Valkyria Chronicles 4

Don’t ever say SEGA never gave you anything. After SEGA scored universal praise for its beloved strategy game classic Valkyria Chronicles, released back in 2008, fans were eager for more. Alas, a decade of hardship was all that awaited the franchise, a struggle harder than the wars that take place within the games themselves. Several Saturday morning cartoon sequels on the PSP and an ill-inspired reboot made fans feels SEGA missed the whole point of what made the initial game so magical in the first place.

But in 2018, SEGA finally put its foot down and delivered the sequels fans wanted an entire decade later.

Valkyria Chronicles 4 revived the raw, emotional storytelling that elevated its predecessor into the stratosphere. “Playing an anime” has become commonplace since Valkyria Chronicles revolutionalized the idea on the PlayStation 3, but regardless, SEGA’s graphic engine still delivered a powerful look on war and feels like it hadn’t aged a day.

Smoother gameplay and the smarter tactics were nice, but by far, what fans truly wanted was to just be touched like they were ten years prior, meaning that Valkyria Chronicles 4’s true champion was nostalgic. If we didn’t have to wait ten years for this game, would it have had the same impact?

I’m not sure, but was the wait worth it for those ten years?

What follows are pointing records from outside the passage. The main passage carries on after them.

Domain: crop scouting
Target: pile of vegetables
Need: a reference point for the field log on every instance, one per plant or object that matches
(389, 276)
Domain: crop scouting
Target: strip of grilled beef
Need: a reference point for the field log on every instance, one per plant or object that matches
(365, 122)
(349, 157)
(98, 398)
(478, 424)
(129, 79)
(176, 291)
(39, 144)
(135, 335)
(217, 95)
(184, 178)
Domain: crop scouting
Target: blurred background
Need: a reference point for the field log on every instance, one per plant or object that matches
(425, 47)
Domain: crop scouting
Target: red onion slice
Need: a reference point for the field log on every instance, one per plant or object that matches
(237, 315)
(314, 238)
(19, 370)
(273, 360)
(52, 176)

Absolutely!

Octopath Traveler

We end our list where we first got started with a game that paints itself as a classic experience but at it’s core is much more modern than you might tell.

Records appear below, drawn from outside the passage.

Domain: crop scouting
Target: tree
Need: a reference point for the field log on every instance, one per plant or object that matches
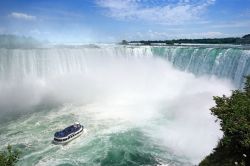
(234, 115)
(9, 157)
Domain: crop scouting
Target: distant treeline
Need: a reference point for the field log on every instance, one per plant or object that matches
(14, 41)
(230, 40)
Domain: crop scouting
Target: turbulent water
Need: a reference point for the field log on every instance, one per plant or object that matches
(140, 105)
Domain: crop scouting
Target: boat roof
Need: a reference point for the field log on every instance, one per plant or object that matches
(65, 132)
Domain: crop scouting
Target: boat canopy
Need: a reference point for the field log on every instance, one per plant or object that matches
(67, 131)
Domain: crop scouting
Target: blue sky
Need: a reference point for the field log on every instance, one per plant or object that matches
(114, 20)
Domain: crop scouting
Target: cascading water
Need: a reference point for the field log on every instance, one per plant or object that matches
(137, 108)
(229, 63)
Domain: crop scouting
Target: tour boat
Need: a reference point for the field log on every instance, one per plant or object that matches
(68, 134)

Inspired by the likes of Super Nintendo favorites Romancing SaGa 3 and Final Fantasy VIOctopath Traveler might look like its trying to pull off what Bravely Default did half a decade early. However, unlike Bravely Default, which very much follows classic JRPG progression, Octopath Traveler is no different from every other open-world, fetch quest, grind-heavy, non-linear RPG on the market these days.

And while I tend to not be able to stand that sort of game, for me, Octopath Traveler’s stunning retro presentation, beautiful musical score, and smart battle system make up for that. Created by the same producer who made Bravely Default, this game lifts the battle system to higher levels, creating deep customization and synergies between the eight main characters .

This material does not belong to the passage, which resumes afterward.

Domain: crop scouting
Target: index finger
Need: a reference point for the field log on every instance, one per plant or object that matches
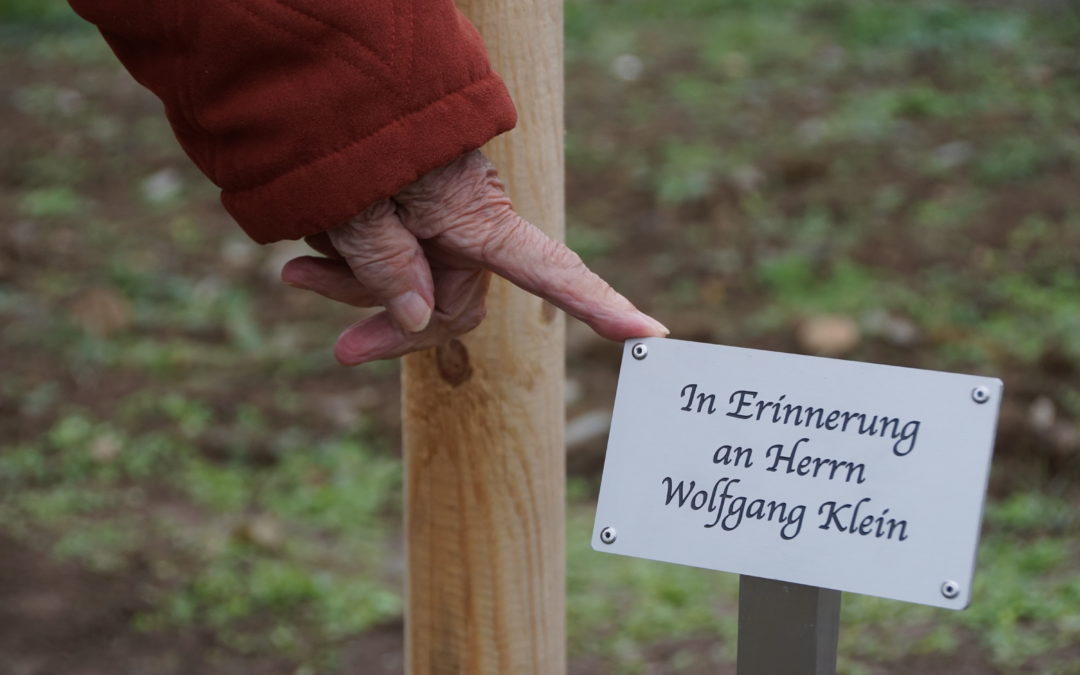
(518, 251)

This game was marketed as a throwback to classic JRPGs, but it is anything but that. Those looking for Final Fantasy VI… look elsewhere.

True, the mission structure can be VERY mechanical at times (enter town, talk to villager, complete a quest, dungeon, proft!) and the dialogue is a it wordy, but what you sit back and take it in at your own pace, feeling no pressure to beat it or move on, Octopath Traveler comes together as the most complete mix of old and new.


Thanks for reading along with us! As a lifelong fan of this genre, I can safely say that I am in a much higher place leaving this decade than I was entering it. The classic JRPG studios seem to have found their souls again, and Final Fantasy, Persona, Dragon Quest, and a host of newcomers are operating on all fronts once again, seemingly learning from the  mistakes of the previous generation.

The PlayStation 4 and Nintendo Switch should be able to carry us along for a few more years to come.